05 mai 2022 Publication

Évaluation du fonctionnement des structures chargées de la préparation à l’installation en agriculture

  • Xavier Le Cœur
  • Jean-Marie Marx
  • Frédéric Poisson

Le CGAAER a été chargé d’évaluer le fonctionnement des structures chargées de la préparation à l’installation en agriculture.

Bandeau de la lettre du CGAAER d'avril mai 2022

Logo point d'accueil installation d'agriculteurs

Rapport de mission de conseil n°21050

Janvier 2022

Mots-clés : installation, renouvellement des générations, transmission, formation, financement

Enjeux

L’agriculture française fait face à une baisse régulière du nombre d’exploitations et cette tendance va s’accentuer du fait des prévisions de départs en retraite. En même temps, les profils et les projets des candidats à l’installation évoluent. Les candidatures non issues du milieu agricole prennent de l’importance en comparaison des reprises d’exploitations familiales. Les projets correspondants sont souvent très diversifiés et leurs besoins en accompagnement, spécifiques.

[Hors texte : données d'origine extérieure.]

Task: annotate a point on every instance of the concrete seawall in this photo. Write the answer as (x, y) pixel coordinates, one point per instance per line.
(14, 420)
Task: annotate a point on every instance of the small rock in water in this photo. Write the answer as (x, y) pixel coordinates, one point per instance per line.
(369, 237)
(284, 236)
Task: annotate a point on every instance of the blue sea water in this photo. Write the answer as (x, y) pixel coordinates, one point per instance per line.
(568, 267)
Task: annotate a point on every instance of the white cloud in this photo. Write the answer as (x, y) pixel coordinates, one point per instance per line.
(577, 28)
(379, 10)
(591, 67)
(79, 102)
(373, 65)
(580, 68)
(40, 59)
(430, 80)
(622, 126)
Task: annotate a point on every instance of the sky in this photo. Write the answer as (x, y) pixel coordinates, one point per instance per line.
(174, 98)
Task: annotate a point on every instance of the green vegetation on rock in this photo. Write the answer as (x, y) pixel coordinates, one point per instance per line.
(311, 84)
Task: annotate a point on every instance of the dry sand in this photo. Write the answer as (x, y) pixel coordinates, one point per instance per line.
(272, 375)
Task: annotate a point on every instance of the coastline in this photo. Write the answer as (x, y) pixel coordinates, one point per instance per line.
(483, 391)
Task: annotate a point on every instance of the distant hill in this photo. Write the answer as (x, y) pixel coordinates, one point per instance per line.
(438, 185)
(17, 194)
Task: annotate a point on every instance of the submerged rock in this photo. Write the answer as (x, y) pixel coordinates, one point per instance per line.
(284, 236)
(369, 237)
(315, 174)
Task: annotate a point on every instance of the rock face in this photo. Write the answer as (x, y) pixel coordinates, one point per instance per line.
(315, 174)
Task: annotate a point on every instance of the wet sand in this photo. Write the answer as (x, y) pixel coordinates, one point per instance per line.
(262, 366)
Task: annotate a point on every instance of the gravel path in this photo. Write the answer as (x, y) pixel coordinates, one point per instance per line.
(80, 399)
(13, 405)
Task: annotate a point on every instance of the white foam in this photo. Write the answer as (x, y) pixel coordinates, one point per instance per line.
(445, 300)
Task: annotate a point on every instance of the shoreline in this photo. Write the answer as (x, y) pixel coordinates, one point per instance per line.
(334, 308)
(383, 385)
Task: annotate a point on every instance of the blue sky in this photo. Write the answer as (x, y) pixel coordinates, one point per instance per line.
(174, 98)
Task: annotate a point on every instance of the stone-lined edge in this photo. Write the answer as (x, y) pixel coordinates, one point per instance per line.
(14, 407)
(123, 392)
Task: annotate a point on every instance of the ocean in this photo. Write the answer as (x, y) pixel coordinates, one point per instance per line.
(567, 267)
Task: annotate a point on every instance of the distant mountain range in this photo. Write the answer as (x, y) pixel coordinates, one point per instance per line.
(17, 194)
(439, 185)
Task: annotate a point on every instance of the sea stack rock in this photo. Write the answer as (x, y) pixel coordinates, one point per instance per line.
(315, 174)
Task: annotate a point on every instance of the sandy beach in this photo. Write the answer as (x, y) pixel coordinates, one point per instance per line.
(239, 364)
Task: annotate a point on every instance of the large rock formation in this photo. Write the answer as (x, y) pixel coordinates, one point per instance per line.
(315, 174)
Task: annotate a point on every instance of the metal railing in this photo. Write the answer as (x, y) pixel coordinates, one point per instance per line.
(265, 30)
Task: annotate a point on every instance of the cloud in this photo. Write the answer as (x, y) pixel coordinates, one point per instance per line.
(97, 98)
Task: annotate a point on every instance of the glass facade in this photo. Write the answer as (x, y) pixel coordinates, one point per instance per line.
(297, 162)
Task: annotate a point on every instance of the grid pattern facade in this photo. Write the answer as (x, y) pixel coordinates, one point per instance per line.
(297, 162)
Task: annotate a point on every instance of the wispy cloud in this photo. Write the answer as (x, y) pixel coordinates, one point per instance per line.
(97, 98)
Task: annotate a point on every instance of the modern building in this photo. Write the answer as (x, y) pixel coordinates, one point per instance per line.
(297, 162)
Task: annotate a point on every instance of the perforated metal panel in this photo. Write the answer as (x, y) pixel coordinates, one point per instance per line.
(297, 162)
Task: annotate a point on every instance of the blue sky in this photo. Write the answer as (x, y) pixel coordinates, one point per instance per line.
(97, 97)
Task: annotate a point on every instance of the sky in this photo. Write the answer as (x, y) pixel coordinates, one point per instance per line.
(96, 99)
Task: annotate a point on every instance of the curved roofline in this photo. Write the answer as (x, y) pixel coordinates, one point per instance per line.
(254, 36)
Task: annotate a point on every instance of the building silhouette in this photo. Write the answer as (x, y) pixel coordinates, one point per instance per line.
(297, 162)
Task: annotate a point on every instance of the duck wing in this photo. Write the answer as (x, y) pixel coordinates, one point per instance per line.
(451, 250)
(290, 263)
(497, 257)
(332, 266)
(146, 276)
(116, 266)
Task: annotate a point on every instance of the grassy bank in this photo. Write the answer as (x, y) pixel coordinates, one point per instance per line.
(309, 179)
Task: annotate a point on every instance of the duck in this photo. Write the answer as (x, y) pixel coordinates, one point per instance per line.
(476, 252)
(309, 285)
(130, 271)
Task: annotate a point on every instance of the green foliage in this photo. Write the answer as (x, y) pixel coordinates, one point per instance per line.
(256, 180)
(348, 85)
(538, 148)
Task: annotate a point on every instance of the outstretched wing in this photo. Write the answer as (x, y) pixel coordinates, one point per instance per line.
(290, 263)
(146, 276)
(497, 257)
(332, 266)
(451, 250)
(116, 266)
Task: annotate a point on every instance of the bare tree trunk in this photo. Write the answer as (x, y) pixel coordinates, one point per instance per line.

Sur la base de ce constat, le dispositif de préparation à l’installation a été modifié, suite aux assises de l’installation de 2013. Une nouvelle gouvernance régionale a été installée, les structures de préparation à l’installation ont été invitées à accueillir tous les types de candidats et à faire une place à l’ensemble des acteurs ayant des compétences en matière d’accompagnement et de formation.

Méthodologie

Après un travail documentaire, la mission a établi un état des lieux de la situation sur la base d’entretiens avec les échelons nationaux des organisations professionnelles agricoles, les services centraux du ministère ainsi que d’autres structures concernées par la question.

Trois déplacements en régions - en Auvergne-Rhône-Alpes, en Bretagne et en région Grand-Est - ont permis à la mission de porter un regard sur la mise en œuvre concrète des dispositifs et de rencontrer les acteurs dans leur diversité.

Résumé

Si le nouveau dispositif apporte des réponses globalement satisfaisantes, des faiblesses récurrentes ont été identifiées. La capacité du dispositif à toucher tous les candidats est encore imparfaite. Même en l’absence de suivi de cohortes, il apparaît que la part des porteurs de projets se présentant au point accueil installation (PAI) et réalisant l’intégralité de leur plan de professionnalisation personnalisé est faible (de l’ordre d’un tiers).

Par ailleurs certains besoins ne sont que partiellement satisfaits. Il s’agit notamment de l’accompagnement des phases d’émergence de projets ou encore de la confrontation à la pratique dès le début de la démarche d’installation.

La question du financement des formations est souvent source de préoccupations. Le fonds d’assurance formation des exploitants agricoles (VIVEA) a dû se mettre en retrait tandis que la valorisation de nouvelles sources de financement, dont le compte personnel de formation (CPF), suppose des compétences en ingénierie financière qui font encore parfois défaut. Enfin, la contribution effective de la diversité des acteurs, porteurs de visions différentes de l’agriculture, est encore très variable selon les territoires.

La mission suggère de donner au dispositif les moyens d’un meilleur suivi et d’une information centralisée, homogène et complète de l’ensemble des candidats à l’installation. Elle invite à faire de la personnalisation des parcours une priorité, que ce soit en matière de diversité du contenu des formations, de leurs modalités ou de diversité des intervenants. Un effort doit être porté sur l’ingénierie financière en termes de compétences des acteurs et de mobilisations de sources complémentaires de financement.

L’association systématique des PAI et des centres d’élaboration des plans de professionnalisation personnalisés (CEPPP) dans des guichets uniques départementaux serait de nature à assurer un meilleur accompagnement des candidats tout au long de leur parcours. Concernant la gouvernance, le rôle des comités régionaux de l’installation transmission (CRIT) doit être renforcé pour leur permettre de mieux assurer le pilotage et la régulation du dispositif.

Enfin, dans un cadre assurant une participation équilibrée des différents partenaires de la préparation à l’installation, les chambres d’agriculture ont légitimité à assurer un rôle de coordination déterminant.